Slowly at first, bringing her up little by little toward the climax, eyes still locked, then faster, long, smooth strokes, each one striking a deeper pleasure than the last until she heard her voice break free of all control and cry out in a cresting wave of pleasure even as she felt his whole body contract, and his voice near her ear whispered her name, “Vivian.”

They lay together for a long time, Zee still buried inside of her. She ran her hands over his back, stroked his hair, murmured her love to him. At long last, he rolled off of her and lay on his side, looking into her eyes. One hand tucked a lock of hair behind her ear.

“You sure there was no magic in that?”

“Only ours, pure Vivian and Zee.”

“Beats sorcery.” He kissed her, then kissed her again. “Before you even think to ask, this, with you, is beyond measure and beyond compare to anything I’ve had with anybody else.”

“Even in dreams,” she whispered.

“Even in dreams.”

She was very drowsy, sated with love, his skin warm and alive beneath her fingers. “Don’t ever leave me, Zee,” she said, drifting.

In answer, he pulled her closer against him, and the last thing she knew before sleep claimed her was his strong hand stroking her hair.

Sixteen

V
IVIAN
SLEPT
as she had never slept before, deeply and without dreams, her small hand curled inside Zee’s strong one. Bliss, she thought, as she began to surface to waking, and tried to wall off her mind to shut out both the morning light and the memory of what the coming daylight meant.

A pounding at the door shattered it all to fragments.

By the time she had her eyes fully open, Zee was on his feet, naked but with his sword in hand.

“What?” she croaked, groggily, sitting up and looking around the chamber in the dim light of early morning.

Again the knock came at the door, this time followed by a voice. “I’m coming in.”

The door opened, and a slender shape slipped inside and pulled it closed again behind her. She held a silken cord in one hand, the end attached to a jeweled collar around the neck of the baby griffyn. The little creature was still thin, but some magic was at work, aiding in the healing.

“Oh, hell,” Vivian said, looking from the Master’s daughter to Zee’s scarred and well-muscled body. The girl wore a long black dress that clung to every curve; her hair flowed silken over her shoulders to the small of her back. Her eyes were wide, her lips slightly parted, and she had never looked lovelier.

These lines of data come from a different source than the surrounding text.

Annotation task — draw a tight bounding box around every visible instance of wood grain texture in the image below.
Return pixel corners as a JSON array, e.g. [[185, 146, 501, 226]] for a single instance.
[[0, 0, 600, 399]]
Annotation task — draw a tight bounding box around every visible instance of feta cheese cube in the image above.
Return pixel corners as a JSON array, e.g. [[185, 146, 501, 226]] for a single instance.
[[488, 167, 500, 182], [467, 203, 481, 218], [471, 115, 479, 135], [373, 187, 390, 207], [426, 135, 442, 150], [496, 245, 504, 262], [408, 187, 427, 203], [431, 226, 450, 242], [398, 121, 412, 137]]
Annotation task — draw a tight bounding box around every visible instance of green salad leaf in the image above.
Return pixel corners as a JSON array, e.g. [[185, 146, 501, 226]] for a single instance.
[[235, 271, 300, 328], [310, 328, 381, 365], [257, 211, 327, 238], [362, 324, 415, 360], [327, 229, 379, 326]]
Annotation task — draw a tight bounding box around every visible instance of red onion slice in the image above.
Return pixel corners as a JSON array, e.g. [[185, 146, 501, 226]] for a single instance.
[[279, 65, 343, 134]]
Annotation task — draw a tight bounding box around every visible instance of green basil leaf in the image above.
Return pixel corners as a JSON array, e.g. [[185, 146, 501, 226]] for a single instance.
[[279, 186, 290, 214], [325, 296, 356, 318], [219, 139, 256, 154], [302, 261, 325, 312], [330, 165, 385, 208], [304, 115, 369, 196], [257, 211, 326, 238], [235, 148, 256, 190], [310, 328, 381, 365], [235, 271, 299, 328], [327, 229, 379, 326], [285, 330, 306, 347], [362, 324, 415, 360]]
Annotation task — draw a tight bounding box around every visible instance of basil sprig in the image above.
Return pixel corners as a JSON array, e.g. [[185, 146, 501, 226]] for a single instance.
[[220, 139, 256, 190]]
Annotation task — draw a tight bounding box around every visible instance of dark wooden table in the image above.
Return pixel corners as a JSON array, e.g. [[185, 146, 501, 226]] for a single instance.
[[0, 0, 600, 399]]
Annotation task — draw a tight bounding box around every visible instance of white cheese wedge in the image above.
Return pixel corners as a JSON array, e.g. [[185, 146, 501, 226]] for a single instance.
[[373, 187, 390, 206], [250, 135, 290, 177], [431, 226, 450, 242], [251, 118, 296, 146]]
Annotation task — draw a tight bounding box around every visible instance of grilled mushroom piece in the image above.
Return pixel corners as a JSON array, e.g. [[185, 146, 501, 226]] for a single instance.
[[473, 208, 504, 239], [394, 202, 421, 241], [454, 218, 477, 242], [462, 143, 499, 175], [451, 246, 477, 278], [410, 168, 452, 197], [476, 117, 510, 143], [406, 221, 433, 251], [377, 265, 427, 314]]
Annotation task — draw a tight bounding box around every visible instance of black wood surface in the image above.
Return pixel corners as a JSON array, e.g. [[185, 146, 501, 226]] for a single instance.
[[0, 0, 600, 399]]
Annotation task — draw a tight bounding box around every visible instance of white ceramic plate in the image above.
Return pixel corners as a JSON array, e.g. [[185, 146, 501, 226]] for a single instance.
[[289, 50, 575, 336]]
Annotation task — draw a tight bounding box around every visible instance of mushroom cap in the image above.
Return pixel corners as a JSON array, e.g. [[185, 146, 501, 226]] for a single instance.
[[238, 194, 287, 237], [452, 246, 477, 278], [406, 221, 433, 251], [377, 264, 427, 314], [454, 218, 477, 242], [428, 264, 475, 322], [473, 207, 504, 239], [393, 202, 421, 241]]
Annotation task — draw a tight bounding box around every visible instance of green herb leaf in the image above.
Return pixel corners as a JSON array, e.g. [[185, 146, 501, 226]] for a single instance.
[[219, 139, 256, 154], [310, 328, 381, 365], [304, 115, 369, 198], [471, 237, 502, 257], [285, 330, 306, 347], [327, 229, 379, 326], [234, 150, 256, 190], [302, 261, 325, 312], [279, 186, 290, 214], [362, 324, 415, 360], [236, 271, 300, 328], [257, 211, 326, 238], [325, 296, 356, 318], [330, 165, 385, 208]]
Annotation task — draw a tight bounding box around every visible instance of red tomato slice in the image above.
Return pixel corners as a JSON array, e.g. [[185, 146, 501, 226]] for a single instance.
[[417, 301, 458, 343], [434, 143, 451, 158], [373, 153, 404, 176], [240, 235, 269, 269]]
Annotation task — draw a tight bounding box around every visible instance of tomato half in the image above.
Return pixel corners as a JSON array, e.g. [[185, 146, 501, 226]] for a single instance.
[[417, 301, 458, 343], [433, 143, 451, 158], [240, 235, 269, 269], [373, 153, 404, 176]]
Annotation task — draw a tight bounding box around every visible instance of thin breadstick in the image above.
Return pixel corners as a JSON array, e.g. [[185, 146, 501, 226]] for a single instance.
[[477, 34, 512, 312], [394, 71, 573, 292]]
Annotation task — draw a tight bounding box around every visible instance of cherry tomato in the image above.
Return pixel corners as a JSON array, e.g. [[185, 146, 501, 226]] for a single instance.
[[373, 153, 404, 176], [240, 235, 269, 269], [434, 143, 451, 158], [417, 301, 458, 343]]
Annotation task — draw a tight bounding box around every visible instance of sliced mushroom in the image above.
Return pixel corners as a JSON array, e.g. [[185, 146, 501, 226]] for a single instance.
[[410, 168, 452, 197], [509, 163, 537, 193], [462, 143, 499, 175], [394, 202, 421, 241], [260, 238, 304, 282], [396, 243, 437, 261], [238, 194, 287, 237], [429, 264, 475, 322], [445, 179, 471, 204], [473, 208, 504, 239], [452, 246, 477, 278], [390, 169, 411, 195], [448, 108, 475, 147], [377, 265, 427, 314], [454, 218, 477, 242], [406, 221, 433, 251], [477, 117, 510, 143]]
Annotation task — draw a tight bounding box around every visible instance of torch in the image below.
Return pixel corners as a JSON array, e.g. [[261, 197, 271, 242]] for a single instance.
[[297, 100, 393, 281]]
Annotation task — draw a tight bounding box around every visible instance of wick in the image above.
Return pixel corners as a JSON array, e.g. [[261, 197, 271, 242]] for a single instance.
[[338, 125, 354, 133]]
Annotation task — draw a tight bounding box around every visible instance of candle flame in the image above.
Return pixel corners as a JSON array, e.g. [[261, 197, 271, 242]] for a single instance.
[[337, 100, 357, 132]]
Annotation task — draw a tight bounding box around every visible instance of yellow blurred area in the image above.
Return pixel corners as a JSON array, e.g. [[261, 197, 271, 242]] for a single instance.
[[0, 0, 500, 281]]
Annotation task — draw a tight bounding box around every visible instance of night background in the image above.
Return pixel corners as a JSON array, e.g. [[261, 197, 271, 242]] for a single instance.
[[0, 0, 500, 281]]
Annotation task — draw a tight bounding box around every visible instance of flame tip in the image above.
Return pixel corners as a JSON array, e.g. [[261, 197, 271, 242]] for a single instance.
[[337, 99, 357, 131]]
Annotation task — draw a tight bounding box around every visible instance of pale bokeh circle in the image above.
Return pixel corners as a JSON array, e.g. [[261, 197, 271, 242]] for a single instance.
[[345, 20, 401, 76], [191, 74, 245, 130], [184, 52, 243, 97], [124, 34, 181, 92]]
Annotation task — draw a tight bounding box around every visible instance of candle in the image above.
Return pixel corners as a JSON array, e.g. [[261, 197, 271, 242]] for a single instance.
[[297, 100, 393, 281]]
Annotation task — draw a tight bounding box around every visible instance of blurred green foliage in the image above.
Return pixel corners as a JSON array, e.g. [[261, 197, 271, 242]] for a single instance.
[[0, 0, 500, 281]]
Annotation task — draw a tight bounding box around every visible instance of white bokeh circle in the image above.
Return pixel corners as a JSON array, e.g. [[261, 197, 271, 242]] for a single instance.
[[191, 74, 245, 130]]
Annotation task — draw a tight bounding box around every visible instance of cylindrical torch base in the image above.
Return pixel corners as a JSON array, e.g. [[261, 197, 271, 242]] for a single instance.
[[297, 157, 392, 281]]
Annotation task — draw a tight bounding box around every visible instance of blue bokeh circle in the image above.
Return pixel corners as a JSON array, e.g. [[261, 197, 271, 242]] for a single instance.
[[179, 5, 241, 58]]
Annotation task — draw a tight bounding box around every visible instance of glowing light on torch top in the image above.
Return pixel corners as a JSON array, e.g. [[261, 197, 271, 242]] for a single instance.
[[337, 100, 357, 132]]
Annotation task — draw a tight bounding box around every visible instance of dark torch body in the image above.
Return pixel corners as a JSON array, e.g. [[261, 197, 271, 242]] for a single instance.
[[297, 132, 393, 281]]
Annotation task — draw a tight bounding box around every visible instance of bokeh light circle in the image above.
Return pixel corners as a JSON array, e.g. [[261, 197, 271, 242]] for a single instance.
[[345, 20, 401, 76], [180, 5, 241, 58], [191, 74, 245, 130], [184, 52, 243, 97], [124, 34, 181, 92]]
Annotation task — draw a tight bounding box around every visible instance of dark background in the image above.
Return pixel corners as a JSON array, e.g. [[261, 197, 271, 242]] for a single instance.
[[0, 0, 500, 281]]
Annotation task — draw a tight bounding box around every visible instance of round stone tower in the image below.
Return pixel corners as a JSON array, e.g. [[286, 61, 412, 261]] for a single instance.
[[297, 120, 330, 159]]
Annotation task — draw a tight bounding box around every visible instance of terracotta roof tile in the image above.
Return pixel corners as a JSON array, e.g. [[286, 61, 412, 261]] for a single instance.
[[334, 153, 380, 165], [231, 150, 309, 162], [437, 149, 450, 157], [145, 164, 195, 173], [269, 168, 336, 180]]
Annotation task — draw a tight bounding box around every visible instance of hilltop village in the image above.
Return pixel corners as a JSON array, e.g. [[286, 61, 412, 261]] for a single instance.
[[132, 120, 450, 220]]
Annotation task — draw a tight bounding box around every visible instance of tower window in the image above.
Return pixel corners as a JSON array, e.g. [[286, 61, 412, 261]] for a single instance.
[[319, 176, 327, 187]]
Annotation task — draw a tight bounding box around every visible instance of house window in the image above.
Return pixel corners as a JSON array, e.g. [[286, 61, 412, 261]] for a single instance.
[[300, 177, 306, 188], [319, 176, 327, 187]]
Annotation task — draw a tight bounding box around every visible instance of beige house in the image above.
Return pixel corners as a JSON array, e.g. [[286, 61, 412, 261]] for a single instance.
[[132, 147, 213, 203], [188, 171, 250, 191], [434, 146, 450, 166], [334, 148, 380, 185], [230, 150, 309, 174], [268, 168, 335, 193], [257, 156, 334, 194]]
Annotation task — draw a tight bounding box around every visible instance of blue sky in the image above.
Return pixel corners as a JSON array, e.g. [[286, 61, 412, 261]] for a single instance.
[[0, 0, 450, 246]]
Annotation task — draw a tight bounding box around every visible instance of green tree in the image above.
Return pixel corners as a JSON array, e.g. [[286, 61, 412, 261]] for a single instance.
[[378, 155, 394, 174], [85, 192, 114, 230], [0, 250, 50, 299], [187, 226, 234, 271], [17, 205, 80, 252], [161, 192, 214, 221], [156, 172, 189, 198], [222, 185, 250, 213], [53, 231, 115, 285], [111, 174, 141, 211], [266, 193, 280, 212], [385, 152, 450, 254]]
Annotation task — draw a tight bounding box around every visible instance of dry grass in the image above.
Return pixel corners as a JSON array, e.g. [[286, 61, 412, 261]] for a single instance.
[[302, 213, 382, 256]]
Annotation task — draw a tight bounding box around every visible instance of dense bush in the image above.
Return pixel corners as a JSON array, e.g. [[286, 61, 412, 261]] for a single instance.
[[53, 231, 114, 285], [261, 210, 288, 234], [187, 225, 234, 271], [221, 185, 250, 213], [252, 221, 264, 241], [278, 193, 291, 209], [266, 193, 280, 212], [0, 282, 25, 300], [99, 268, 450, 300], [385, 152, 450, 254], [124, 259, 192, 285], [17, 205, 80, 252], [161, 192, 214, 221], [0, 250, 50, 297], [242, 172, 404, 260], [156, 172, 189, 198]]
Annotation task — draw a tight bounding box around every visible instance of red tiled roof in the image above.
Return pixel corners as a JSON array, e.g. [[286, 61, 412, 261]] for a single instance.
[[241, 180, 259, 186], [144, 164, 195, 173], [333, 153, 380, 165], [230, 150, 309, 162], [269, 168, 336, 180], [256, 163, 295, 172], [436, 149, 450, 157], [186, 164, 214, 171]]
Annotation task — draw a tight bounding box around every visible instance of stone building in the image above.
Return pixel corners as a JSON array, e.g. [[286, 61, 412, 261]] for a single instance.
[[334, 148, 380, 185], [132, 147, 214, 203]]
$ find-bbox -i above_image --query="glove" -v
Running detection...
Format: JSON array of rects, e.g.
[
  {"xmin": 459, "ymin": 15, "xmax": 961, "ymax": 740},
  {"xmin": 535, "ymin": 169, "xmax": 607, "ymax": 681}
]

In the same instant, Vivian became conscious of her own sleep-tangled hair and nakedness, pulling a sheet up to her chest. The flicker of jealousy vanished when the girl’s eyes went from Zee to Vivian and back again, registering the truth of the night and drooping a little.

“What do you want?” Zee asked, his voice a challenge. “If this is the eviction notice, you might let us get dressed”

“You need to come to the great hall at once.”

Something about the tone of her voice pushed the fuzziness out of Vivian’s head, made her look a little closer. No magic here, just years of working with people and reading between the lines.

“Has he asked for us?”

“Just come. Hurry.”

“Why should we trust you?”

She turned back, already halfway out the door. “What can I say? We have no time to build trust.”

“Give me your name,” Vivian said.

The girl’s face paled. A long moment she hesitated, then nodded. “That is fair. My name is Kalina. I give it freely and will not ask for yours.” And then she slipped away, silent as a shadow.